Here’s a list of what to do – and much more importantly, what NOT to do when applying for freelance work:

DO read the job ad. No, really. Read it. The whole thing. Top to bottom. It isn’t just there to look snazzy. A job ad is there to give you useful, helpful information so that you can see if you’re a good match and to help you apply in a way that doesn’t annoy the hell out of us. Like, say, emailing us to ask if this is the right email to email us at, when the email you should use to apply is written on the job ad.

DON’T show you’re lazy. I know. This is tough, especially for freelancers, because we all pride ourselves on being able to make our own schedule in our pyjamas. (Playtime hours: 8. Work hours: 1) But try to hide it. When the job ad says email us with information and samples, don’t tweet us and say, “Just click here.” If you can’t do as we ask, why should we do as you ask?

DO follow instructions. If the job ad says, “Use the word ROCKINSOCKS in your subject line and send samples or links,” don’t send an email with a subject line of “Responding to your application,” and then tell us samples are on request. Because we won’t. Request, that is.

DON’T point to a really bad website. Speaking of links, if you have an ugly website with horrible copy that doesn’t reflect your skills, please don’t tell us. That way, you’ll have a much better chance of us thinking you actually can write or design. A poor-copy website with a tacky, broken design is kind of like pulling down your pants – at the wrong time.

DO be sane. Yes, I know, this is especially difficult for most freelancers and entrepreneurs. We’re a special kind of unique breed and sanity isn’t the norm. However, if your application reads like you forgot to take your meds (or should double your dose) that’s… really, really not good. We like fun, crazy people – just not that kind of crazy.

DON’T squee. Flattery gets you everywhere, they say, but moderation is key. Applications that start with “Ohmigod ohmigod ohmiGOD!” and proceed to gush on about how fantastically awesome our site is and how you hang on every word we write and how you’ve been stalking us for years and how you just… well…. thanks, but no thanks. Really.

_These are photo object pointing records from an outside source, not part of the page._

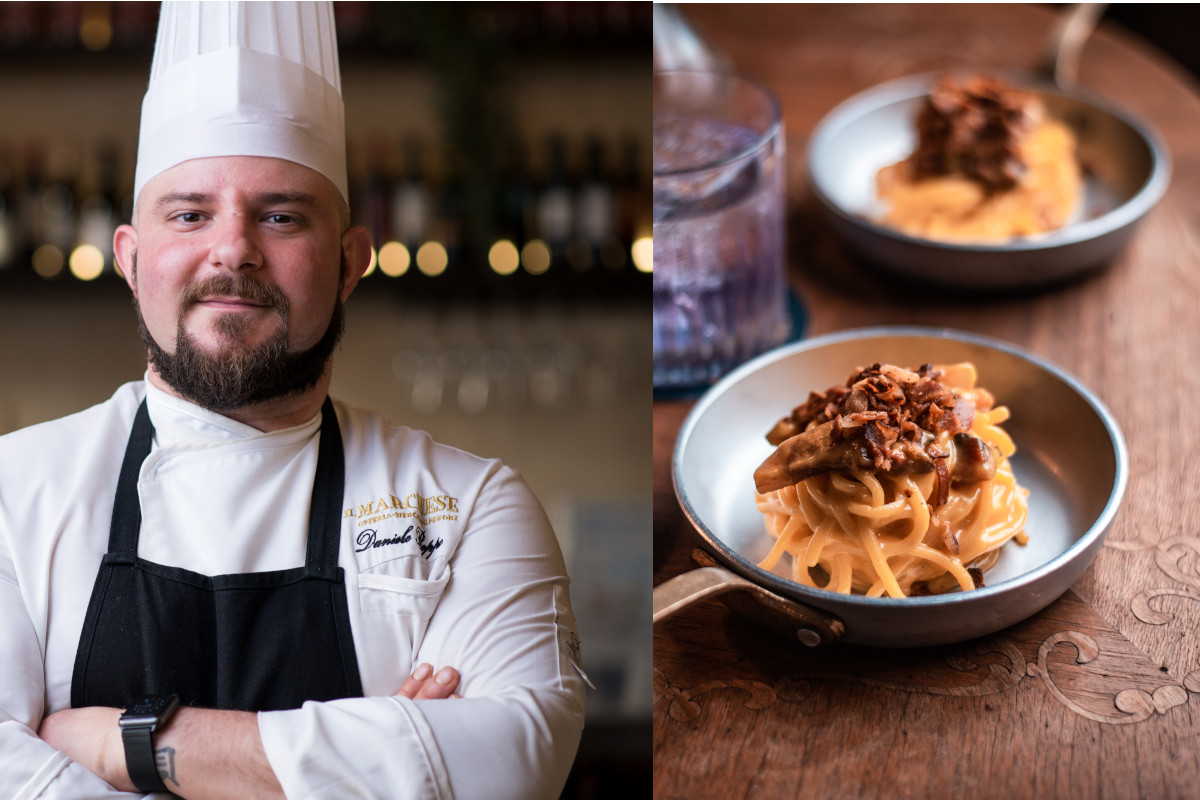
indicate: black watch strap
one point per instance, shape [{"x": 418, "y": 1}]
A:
[
  {"x": 139, "y": 722},
  {"x": 139, "y": 759}
]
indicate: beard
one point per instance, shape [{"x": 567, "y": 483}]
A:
[{"x": 238, "y": 376}]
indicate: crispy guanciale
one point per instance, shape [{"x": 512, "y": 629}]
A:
[
  {"x": 885, "y": 419},
  {"x": 972, "y": 126}
]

DO make sure you can do the job. Initiative is nice, and we understand that there are diamonds in the rough out there. That said, don’t apply for internet jobs when you just came online, have no skills, no experience, but can definitely learn everything as you go along. (Hint: You’re not applying for a paid position, you’re asking for a free apprenticeship.)

DON’T have low self-esteem. Any email that begins with, “I probably don’t have enough experience,” “I’m not sure I’m what you’re looking for,” or even “I’m sure you probably have much better writers sending in their resume,” pretty much forces the reply, “You’re right. Thanks for applying, and best of luck to you.”

DO take a chance. So you may not have as much experience as the job posting asks for, but so what? If it says 3 years’ experience and you have one kick-ass track record but only 16 months under your belt, you might still be the perfect fit. You never know if you don’t try. Sighing that you wish you could apply is silly – take the damned chance and do it.

DON’T use “I”. One of the best applications I received was all about me. No, really. Every single sentence in this application was all about me, James, the busy entrepreneur. The extensive, gripping, hooking pitch focused entirely on my problems, my needs, my desires and my goals. This person understood me and my pain, and I was nearly begging her for the solution – surely she had it, if she knew me so well?

And that’s the key to winning a job, people.

There are plenty more do’s and don’ts on what makes for a winning job application and how to get eyes on yours. What extra tips can you think of on what you should do – and what you shouldn’t – when pitching for the gig?

Want even more great advice on how to pitch clients and win jobs? Check out these:

Our very own eguide, Write for the Web, lets you learn how to start your own freelance writing business so you can start pitching for those gigs – and win them. Get your copy today.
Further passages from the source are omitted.